Vincent Zhu 3032108340

Overview:

In the early 20th century, Sergei Mikhailovich Prokudin-Gorskii took thousands of color photographs of the Russian empire, in the form of RGB glass-plate negatives. These photographs have recently been digitized and published online. The purpose of this project is to take the three color channel images and properly align them to produce a full color photograph.

My Approach: I assumed a simple [x,y] translation was sufficient to align the images properly. I exhaustively searched over a [-15, 15] pixel displacement window and chose the displacement that yielded the best score under the sum of squared differences similarity metric. For photos that were too large to do this on, I used an image pyramid approach, starting from the coarsest scale and moving downwards, updating the best displacement estimate at every level.
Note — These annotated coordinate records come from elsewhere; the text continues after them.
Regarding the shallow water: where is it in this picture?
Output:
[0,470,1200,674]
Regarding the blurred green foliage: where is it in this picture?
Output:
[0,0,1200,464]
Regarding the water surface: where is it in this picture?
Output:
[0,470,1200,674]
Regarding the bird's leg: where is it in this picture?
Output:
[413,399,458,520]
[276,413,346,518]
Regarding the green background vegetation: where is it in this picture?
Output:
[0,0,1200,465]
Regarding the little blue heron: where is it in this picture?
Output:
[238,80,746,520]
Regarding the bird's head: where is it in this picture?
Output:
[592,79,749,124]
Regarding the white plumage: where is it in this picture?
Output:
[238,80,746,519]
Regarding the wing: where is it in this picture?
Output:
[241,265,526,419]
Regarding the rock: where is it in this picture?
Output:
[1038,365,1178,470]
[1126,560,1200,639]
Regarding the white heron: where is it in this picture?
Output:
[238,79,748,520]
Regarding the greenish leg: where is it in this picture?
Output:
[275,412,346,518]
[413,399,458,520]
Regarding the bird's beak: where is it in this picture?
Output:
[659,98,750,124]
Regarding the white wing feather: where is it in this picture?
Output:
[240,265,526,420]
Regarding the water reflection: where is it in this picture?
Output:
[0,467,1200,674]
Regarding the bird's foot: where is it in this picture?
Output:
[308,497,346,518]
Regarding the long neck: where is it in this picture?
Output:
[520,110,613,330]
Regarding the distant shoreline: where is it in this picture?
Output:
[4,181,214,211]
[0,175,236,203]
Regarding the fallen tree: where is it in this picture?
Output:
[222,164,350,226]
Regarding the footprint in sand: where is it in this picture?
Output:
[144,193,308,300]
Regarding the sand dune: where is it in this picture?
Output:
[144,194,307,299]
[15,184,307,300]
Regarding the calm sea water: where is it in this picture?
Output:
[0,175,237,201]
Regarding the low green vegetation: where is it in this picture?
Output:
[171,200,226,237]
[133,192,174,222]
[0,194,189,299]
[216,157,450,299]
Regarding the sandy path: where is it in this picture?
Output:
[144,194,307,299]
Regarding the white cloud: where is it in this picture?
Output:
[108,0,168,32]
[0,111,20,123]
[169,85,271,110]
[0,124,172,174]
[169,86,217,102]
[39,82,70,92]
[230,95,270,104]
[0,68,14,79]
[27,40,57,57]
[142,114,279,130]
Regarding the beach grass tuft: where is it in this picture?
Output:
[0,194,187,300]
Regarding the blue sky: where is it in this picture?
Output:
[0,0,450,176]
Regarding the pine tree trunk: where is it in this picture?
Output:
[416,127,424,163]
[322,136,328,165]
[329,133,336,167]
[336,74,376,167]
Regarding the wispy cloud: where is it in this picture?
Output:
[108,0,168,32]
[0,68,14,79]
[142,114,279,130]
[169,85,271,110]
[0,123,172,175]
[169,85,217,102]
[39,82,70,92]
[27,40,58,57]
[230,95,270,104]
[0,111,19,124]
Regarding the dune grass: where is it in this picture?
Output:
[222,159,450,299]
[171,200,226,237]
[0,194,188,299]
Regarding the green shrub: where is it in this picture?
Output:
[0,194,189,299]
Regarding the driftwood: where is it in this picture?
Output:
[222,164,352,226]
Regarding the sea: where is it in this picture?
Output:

There were no problems that required me to change my implementation design; the only problems I encountered were in implementing said design, which was probably a good thing. For example, a very persistent bug I spent a long time finding was in line 71 of main.py. At one point, I wasn't summing the two displacement values; I was just returning one of them. This meant my estimate was not updating properly.

aligned_cathedral.jpg

aligned_emir.tif

aligned_harvesters.tif

aligned_icon.tif

aligned_melons.tif

aligned_monastery.jpg

aligned_onion_church.tif

aligned_lady.tif

aligned_tobolsk.jpg

aligned_self_portrait.tif

Calculated Offsets:

Cathedral: G[5, 2] R[12, 3]

Emir: G[48, 24] R[-55, 16]

Harvesters: G[59, 18] R[124, 15]

Icon: G[41, 18] R[90, 23]

Melons: G[84, 10] R[180, 14]

Monastery: G[-3, 2] R[3, 2]

Onion Church: G[50, 26] R[108, 37]

Lady: G[58, 5] R[118, 10]

Tobolsk: G[3, 3] R[7, 3]

Self Portrait: G[77, 29] R[175, 37]

Three Generations: G[54, 16] R[106, 14]

Train: G[42, 7] R[85, 32]

Workshop: G[160, 133] R[288, 60]

aligned_guardhouse.tif

aligned_por_porog_waterfall.tif

aligned_lake_sterzh.tif

aligned_casting.tif

Calculated Offsets:

Guardhouse: G[10, 18] R[27, 28]

Por Porog Waterfall: G[27, 0] R[106, 0]

Lake Sterzh: G[64, 24] R[77, 30]

Casting: G[61, 23] R[142, 21]

Of all the ones I tried, Emir and Village aligned very poorly, and Lake Sterzh aligned passably but noticeably worse than the others. Village and Lake Sterzh both had long expanses of similar pixel values that made it hard to find the correct displacement values, while Emir had a lot of noise in its data. Implementing the bells and whistles would probably have helped significantly with these images, especially cropping the borders and trying slight rotations.